A religious cult offers salvation to the lost and the lonely. But for the youth in their grasp, simple obedience is not an option. They submit—or die.
Michael Sykora’s mission to find a missing teen leads him into the the depths of the depraved web. And saving the girl is no longer his singular intent. Now he plans to take down the entire cult and expose its leaders’ madness.
Sometimes you need a killer to face off against evil.
Excerpt from Beyond Salvation
Nicki had a way of turning Michael on, even while wearing yellow rubber gloves and an oversized Buccaneers t-shirt. So what if her amber eyes flashed with bleach-induced craziness. That was part of her charm. Michael stubbornly stuck with his “just friends” façade, while underneath it all he couldn’t deny that sizzle.
“This place still feels contaminated,” Nicki said.

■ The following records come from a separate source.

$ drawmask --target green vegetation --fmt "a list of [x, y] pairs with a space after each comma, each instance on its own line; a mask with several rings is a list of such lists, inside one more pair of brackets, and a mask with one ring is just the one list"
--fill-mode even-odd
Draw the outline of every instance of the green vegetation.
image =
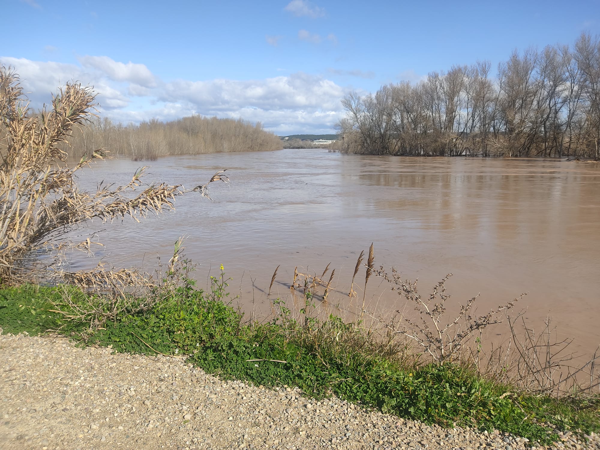
[[162, 301], [129, 302], [147, 300], [152, 306], [124, 310], [101, 323], [80, 314], [91, 304], [106, 304], [101, 296], [64, 286], [7, 287], [0, 290], [0, 325], [5, 333], [58, 333], [117, 352], [185, 355], [226, 379], [298, 386], [309, 397], [335, 394], [427, 424], [496, 428], [542, 444], [556, 439], [551, 424], [585, 433], [600, 429], [597, 399], [527, 395], [468, 367], [421, 364], [382, 348], [355, 323], [310, 317], [310, 291], [305, 320], [292, 319], [285, 304], [275, 301], [275, 319], [251, 323], [230, 305], [223, 270], [211, 278], [208, 292], [196, 290], [187, 275], [181, 280], [175, 290], [153, 293]]

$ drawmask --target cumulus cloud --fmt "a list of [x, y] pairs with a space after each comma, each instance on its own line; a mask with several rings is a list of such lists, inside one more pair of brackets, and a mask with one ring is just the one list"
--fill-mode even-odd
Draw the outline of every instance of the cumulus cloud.
[[375, 77], [375, 73], [369, 70], [364, 72], [362, 70], [356, 69], [355, 70], [344, 70], [343, 69], [334, 69], [329, 67], [327, 71], [334, 75], [340, 75], [341, 76], [358, 77], [359, 78], [371, 79]]
[[269, 45], [272, 45], [274, 47], [277, 47], [277, 44], [279, 43], [279, 40], [281, 39], [283, 36], [269, 36], [267, 35], [265, 37], [266, 39], [266, 42]]
[[94, 86], [104, 115], [124, 123], [201, 114], [260, 121], [283, 134], [325, 133], [344, 114], [340, 100], [346, 89], [302, 72], [250, 80], [164, 82], [143, 64], [136, 65], [145, 70], [136, 72], [106, 56], [82, 57], [80, 62], [80, 65], [0, 57], [0, 62], [14, 67], [21, 76], [33, 107], [49, 103], [57, 87], [77, 80]]
[[135, 83], [145, 88], [156, 86], [154, 76], [144, 64], [134, 64], [131, 61], [125, 64], [108, 56], [86, 56], [78, 59], [84, 67], [93, 67], [100, 70], [111, 80]]
[[307, 31], [305, 29], [301, 29], [298, 31], [298, 39], [301, 41], [311, 42], [313, 44], [320, 44], [321, 42], [320, 36], [317, 34], [313, 34], [309, 31]]
[[325, 15], [325, 10], [323, 8], [313, 5], [305, 0], [292, 0], [284, 9], [298, 17], [305, 16], [316, 19]]
[[0, 57], [0, 61], [15, 68], [34, 107], [41, 107], [44, 103], [49, 103], [50, 94], [69, 81], [93, 85], [94, 90], [98, 92], [98, 101], [106, 109], [124, 107], [129, 103], [126, 95], [110, 85], [109, 80], [75, 64], [33, 61], [24, 58], [8, 56]]
[[427, 80], [427, 76], [419, 75], [412, 69], [409, 69], [403, 72], [400, 72], [398, 76], [398, 79], [400, 81], [409, 81], [411, 83], [418, 83], [419, 81]]

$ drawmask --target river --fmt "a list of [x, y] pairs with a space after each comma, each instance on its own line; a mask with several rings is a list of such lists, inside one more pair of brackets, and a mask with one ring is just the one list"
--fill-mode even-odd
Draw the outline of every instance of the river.
[[[142, 164], [100, 163], [80, 176], [81, 185], [127, 182]], [[358, 255], [373, 242], [376, 265], [418, 278], [422, 293], [450, 272], [449, 302], [464, 303], [480, 293], [480, 313], [526, 292], [519, 307], [528, 308], [534, 325], [550, 315], [561, 335], [575, 338], [574, 349], [590, 353], [600, 344], [600, 164], [322, 149], [148, 164], [147, 182], [191, 187], [227, 169], [231, 183], [211, 185], [212, 202], [191, 193], [178, 199], [176, 212], [142, 224], [94, 224], [106, 230], [100, 235], [106, 247], [97, 257], [148, 269], [157, 254], [168, 259], [173, 242], [187, 236], [185, 253], [200, 263], [200, 286], [209, 268], [215, 274], [222, 263], [245, 308], [253, 302], [266, 313], [263, 291], [277, 265], [275, 295], [289, 296], [295, 267], [309, 266], [320, 275], [329, 262], [336, 269], [332, 285], [347, 292]], [[91, 263], [76, 256], [72, 262]], [[361, 270], [360, 286], [364, 278]], [[404, 305], [380, 279], [369, 283], [370, 304]]]

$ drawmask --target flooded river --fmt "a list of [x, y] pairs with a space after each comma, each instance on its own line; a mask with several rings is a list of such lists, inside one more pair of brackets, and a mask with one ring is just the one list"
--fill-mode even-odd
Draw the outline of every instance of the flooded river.
[[[142, 163], [101, 163], [81, 177], [124, 183]], [[479, 312], [527, 292], [521, 307], [535, 322], [549, 314], [576, 348], [600, 344], [600, 164], [565, 161], [379, 157], [286, 149], [177, 157], [148, 163], [147, 182], [192, 187], [228, 169], [229, 187], [213, 184], [214, 202], [193, 193], [176, 212], [106, 231], [97, 253], [120, 266], [168, 259], [187, 236], [204, 286], [223, 263], [247, 307], [268, 311], [261, 289], [289, 295], [294, 268], [318, 275], [331, 262], [334, 284], [347, 292], [361, 250], [374, 242], [376, 266], [418, 278], [422, 293], [446, 273], [454, 301], [481, 293]], [[74, 257], [73, 264], [89, 264]], [[299, 271], [301, 270], [299, 268]], [[240, 288], [240, 280], [243, 281]], [[357, 279], [364, 283], [361, 270]], [[253, 289], [250, 281], [255, 280]], [[397, 296], [377, 278], [371, 304], [397, 308]]]

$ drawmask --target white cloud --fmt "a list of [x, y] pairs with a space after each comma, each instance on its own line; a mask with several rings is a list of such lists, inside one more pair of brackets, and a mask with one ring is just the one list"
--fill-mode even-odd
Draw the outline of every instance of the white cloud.
[[279, 43], [279, 40], [283, 38], [283, 36], [269, 36], [267, 35], [265, 37], [267, 43], [273, 46], [274, 47], [277, 47], [277, 44]]
[[305, 16], [316, 19], [325, 15], [325, 10], [323, 8], [313, 5], [305, 0], [292, 0], [284, 9], [298, 17]]
[[301, 29], [298, 31], [298, 39], [301, 41], [311, 42], [313, 44], [320, 44], [321, 42], [320, 36], [316, 34], [313, 34], [309, 31], [307, 31], [305, 29]]
[[84, 67], [93, 67], [115, 81], [125, 81], [154, 88], [156, 80], [152, 72], [144, 64], [134, 64], [131, 61], [127, 64], [118, 62], [108, 56], [81, 56], [78, 58]]
[[419, 81], [425, 81], [427, 79], [427, 75], [419, 75], [412, 69], [405, 70], [400, 72], [398, 76], [398, 79], [400, 81], [409, 81], [411, 83], [418, 83]]
[[[346, 89], [302, 72], [251, 80], [166, 82], [142, 64], [137, 65], [145, 69], [141, 72], [143, 76], [135, 70], [127, 71], [127, 64], [106, 56], [85, 56], [80, 61], [86, 65], [0, 57], [0, 63], [14, 67], [20, 75], [32, 107], [47, 104], [58, 86], [77, 80], [94, 86], [103, 115], [125, 124], [196, 113], [260, 121], [265, 128], [282, 134], [326, 133], [344, 113], [340, 101]], [[140, 84], [149, 85], [151, 80], [154, 87]]]
[[14, 67], [20, 76], [28, 97], [34, 107], [50, 103], [50, 94], [70, 81], [93, 85], [98, 92], [97, 100], [107, 109], [122, 108], [128, 104], [125, 95], [110, 85], [110, 80], [98, 73], [89, 72], [74, 64], [53, 61], [33, 61], [24, 58], [0, 57], [5, 65]]
[[358, 77], [359, 78], [366, 79], [375, 77], [375, 73], [371, 70], [364, 72], [358, 69], [354, 70], [344, 70], [343, 69], [334, 69], [330, 67], [327, 69], [327, 71], [334, 75], [340, 75], [341, 76]]

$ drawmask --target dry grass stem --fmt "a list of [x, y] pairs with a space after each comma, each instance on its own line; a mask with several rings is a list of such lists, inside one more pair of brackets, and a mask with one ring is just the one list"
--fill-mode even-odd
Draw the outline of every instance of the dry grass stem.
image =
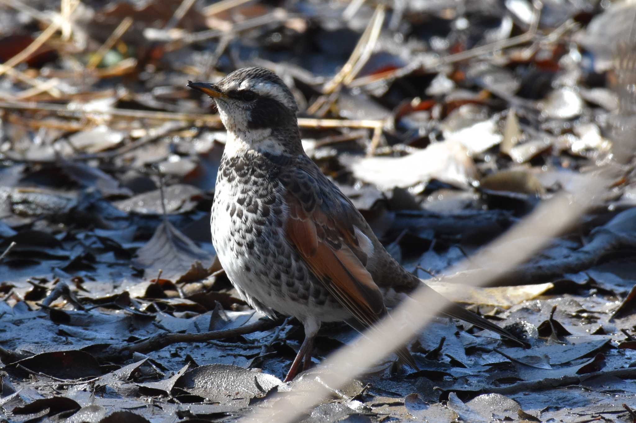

She stood in her kitchen, gripping a wet sponge in one dripping yellow-gloved hand. Michael leaned against the wall, straight-faced because even cracking a smile would likely earn him a slap. He said, “It smells like a truckload of Clorox exploded in here.”
“I’ve scrubbed everything twice,” Nicki said. “Not counting the cleaning you and I did before I moved back in. But I can still smell him.”
“Does he smell like bleach?”
“No, but keep it up and you will.”
“The best forensic team in the country wouldn’t be able to find a trace of that guy in here.”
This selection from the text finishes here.